Hasards du calendrier, une citation bien connue se promenait hier, elle aussi, sur twitter. « Journaliste, je dépends de ceux qui possèdent les journaux.
Attendre des représentants du capital qu’ils vous fournissent gracieusement des armes - c’est-à-dire en l’occurrence des journaux - pour s’élever contre une forme de société qui leur convient, et une morale qui est la leur, cela porte un nom: l’imbécillité. Mais la plupart de ceux qui travaillent dans les grands journaux sont, en gros, d’accord avec cette société et cette morale. Ils ne sont pas achetés, ils sont acquis. La nuance est importante. Ceux qui ne le sont pas, peuvent en théorie, créer d’autres organes pour exprimer leurs vues. En pratique, les fonds nécessaires à la création d’une telle entreprise ne se trouvent pas dans les poches des révolutionnaires ».

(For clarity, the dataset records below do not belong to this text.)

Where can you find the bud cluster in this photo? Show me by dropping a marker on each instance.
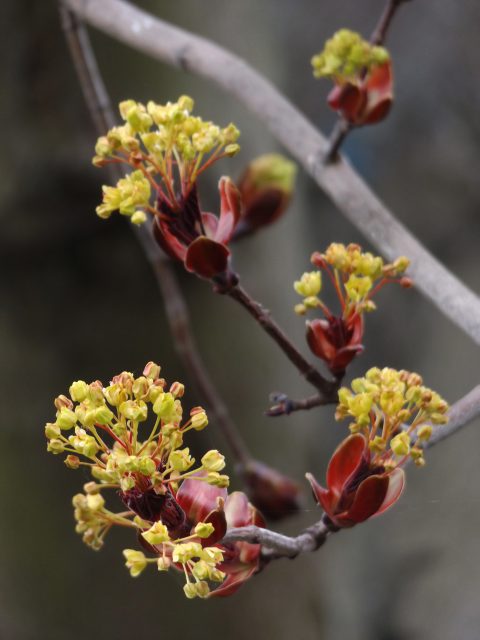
(167, 147)
(395, 412)
(355, 275)
(198, 563)
(101, 428)
(346, 56)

L'auteur ? Pas un gauchiste ou un souverainiste d'aujourd'hui, mais une des plus talentueuses journalistes françaises de la seconde moitié du XXe siècle, Françoise Giroud. « Pas achetés, mais acquis, la nuance est importante ». Les réactions d'humeur les plus incontrôlables que nous ayons déclenchées, ici, sur @si, ont été entraînées par des articles pointant la macronisation des journalistes du groupe de Pierre Bergé, notamment celui-ci ou celui-là, pour n'en citer que deux. À chaque fois, appels attristés, protestations d'indépendance, textos furibards, à l'idée qu'on puisse croire que l'article était commandité par les propriétaires. À chaque fois, les mêmes arguments : on a eu l'idée tout seuls, comme des grands, il a fallu batailler pour convaincre la rédaction en chef, et si vous saviez comme l'enquête a été difficile ! Protestations toujours véhémentes, comme à chaque fois qu'un nerf est touché. Mais lequel?